Mme HIRIBARREN : j’entends bien votre réponse, mais au-delà des élus la communication que l’on peut avoir entre les différents groupes qui siègent et c’est aux hendayais qui nous écoutent actuellement à qui je pense, qui eux ne font pas partie des commissions, et qui peuvent par exemple vous l’avez cité oralement mais le DSIL, il n’y a pas d’explication de ce que c’est, donc comprendre aussi pour les hendayais en quoi il consiste et au-delà en quelques lignes sans avoir forcément à alourdir avec plusieurs annexes.
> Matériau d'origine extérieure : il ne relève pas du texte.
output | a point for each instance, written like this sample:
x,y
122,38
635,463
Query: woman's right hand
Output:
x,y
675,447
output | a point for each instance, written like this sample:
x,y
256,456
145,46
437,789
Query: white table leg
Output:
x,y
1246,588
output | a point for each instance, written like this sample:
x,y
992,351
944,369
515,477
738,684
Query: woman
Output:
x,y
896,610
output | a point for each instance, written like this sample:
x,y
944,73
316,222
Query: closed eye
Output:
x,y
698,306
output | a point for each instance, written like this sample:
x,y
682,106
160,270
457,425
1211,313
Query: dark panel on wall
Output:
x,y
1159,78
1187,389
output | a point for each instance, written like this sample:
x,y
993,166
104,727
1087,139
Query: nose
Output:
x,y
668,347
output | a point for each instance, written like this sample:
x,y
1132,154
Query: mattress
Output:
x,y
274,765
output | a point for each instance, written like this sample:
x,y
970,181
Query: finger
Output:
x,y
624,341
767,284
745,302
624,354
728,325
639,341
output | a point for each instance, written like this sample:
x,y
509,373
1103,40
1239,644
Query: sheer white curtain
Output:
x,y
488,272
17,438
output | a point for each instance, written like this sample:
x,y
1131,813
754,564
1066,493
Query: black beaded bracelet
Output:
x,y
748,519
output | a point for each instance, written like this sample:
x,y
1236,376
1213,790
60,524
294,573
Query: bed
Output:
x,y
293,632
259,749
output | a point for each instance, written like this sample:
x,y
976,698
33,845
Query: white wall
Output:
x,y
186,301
Une brève description serait, je pense, appréciée.
Merci.

Mme KEHRIG COTTENÇON : malheureusement dans nos délibérations il est vrai que souvent nous faisons appel aux acronymes sans forcément sans prendre soin de détailler ce que c’est. Il manque ici peut-être un volet pédagogique mais je pense que nos lettres municipales que nous essayons de faire de plus en plus nombreuses évoquent tous les sujets votés en Conseil municipal.
Je pense qu’à travers cet outil-là, nous devrions être plus pédagogiques mais c’est noté.

Mme COTINAT : je tenais juste à ajouter que c’est vrai que c’est difficile de consulter tous les hendayais et toutes les hendayaises mais, à mon échelle au niveau de la commission « Nouvelles mobilités » nous essayons de travailler en concertation avec les associations qui touchent les nouvelles mobilités de près ou de loin, je pense à Hendaia vélo, à Recyclarté, à l’association Harrixabeleta, même l’Amicale laïque vélo qui ont pu assister à plusieurs réunions pour donner leurs avis, nous avons pu échanger et nous continuons dans ce sens-là parce que pour nous c’est très important d’avoir le retour des hendayais et des hendayaises.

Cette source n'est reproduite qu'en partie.